Several opposition members, in a shift from past meetings, now said they had nothing against the design of the 125,000 square foot church at the intersection of Johnson Ferry and Shallowford roads. If approved, the site would be the eighth metro Atlanta location for the Alpharetta-based megachurch, which lists a weekly attendance of over 37,000.

The opposition's concerns now lay with the proposed 71 townhomes and 56 detached houses—to be built by Ashwood Development—and the rerouting of Waterfront Drive, an existing street in the area.

Ruth Michels lives near the site and said the density of the development would burden the area with traffic and "urbanize" east Cobb.

"Why do people want to live in east Cobb? ... To get away from the density, intensity, and busyness," Michels added.

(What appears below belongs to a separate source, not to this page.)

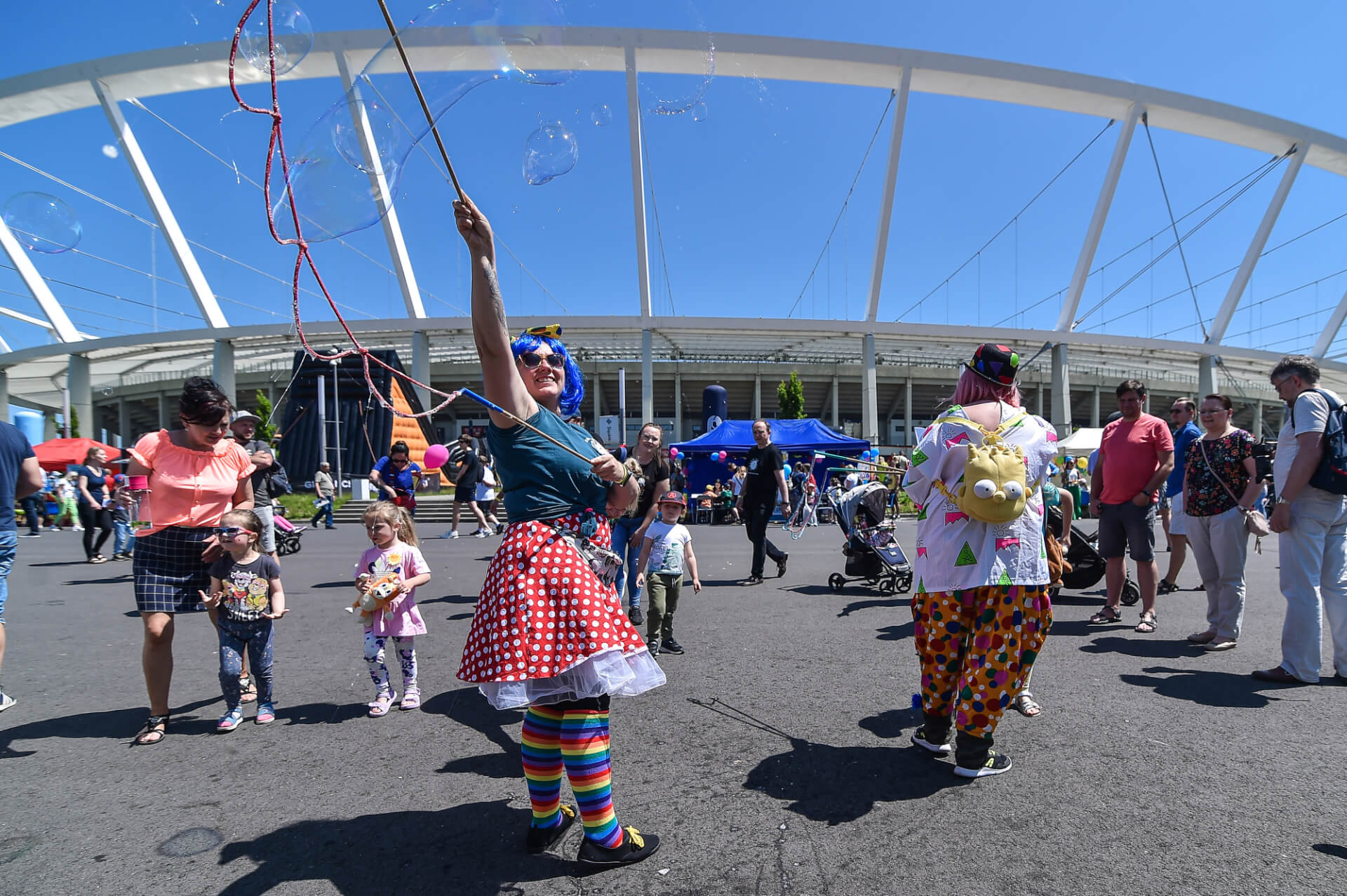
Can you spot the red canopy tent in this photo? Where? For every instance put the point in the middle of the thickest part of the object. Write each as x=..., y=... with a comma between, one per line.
x=57, y=455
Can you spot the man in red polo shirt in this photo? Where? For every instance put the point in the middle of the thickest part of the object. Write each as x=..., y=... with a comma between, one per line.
x=1136, y=456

Jill Flamm of the East Cobb Civic Association, meanwhile, said the latest design was an improvement but failed to promote a walkable and livable environment.

Previous iterations of the design included a strip of commercial development along Johnson Ferry Road and a higher number of townhomes. The storefronts were largely scrapped, save for a 0.6 acre area next to the church. The townhomes were reduced from over 120 to 71, and the detached houses were added to provide for a step-down in density to the surrounding residential area.

The changes, said North Point's attorney Kevin Moore, ought to provide "a sense of how much the church is responding to the commentary and comments."

Planning Commissioner Tony Waybright, who represents the area, told the audience he believed the near-elimination of the commercial area was a net positive, even though the JOSH (Johnson Ferry-Shallowford) Master Plan for the neighborhood recommends storefronts along Johnson Ferry. But given that a single fast-food restaurant can add thousands of cars per day, Waybright said, replacing the commercial with residential was a "good trade."

Waybright conceded opposition comments pointing out problems with the proposed variances (requested deviations from county code) were "absolutely correct." In light of that, he said the proposal needed "one more month" of negotiation between North Point, Ashwood, and the area residents.

Michels said after the meeting the delay was "very frustrating," but left promising she'd be back next month.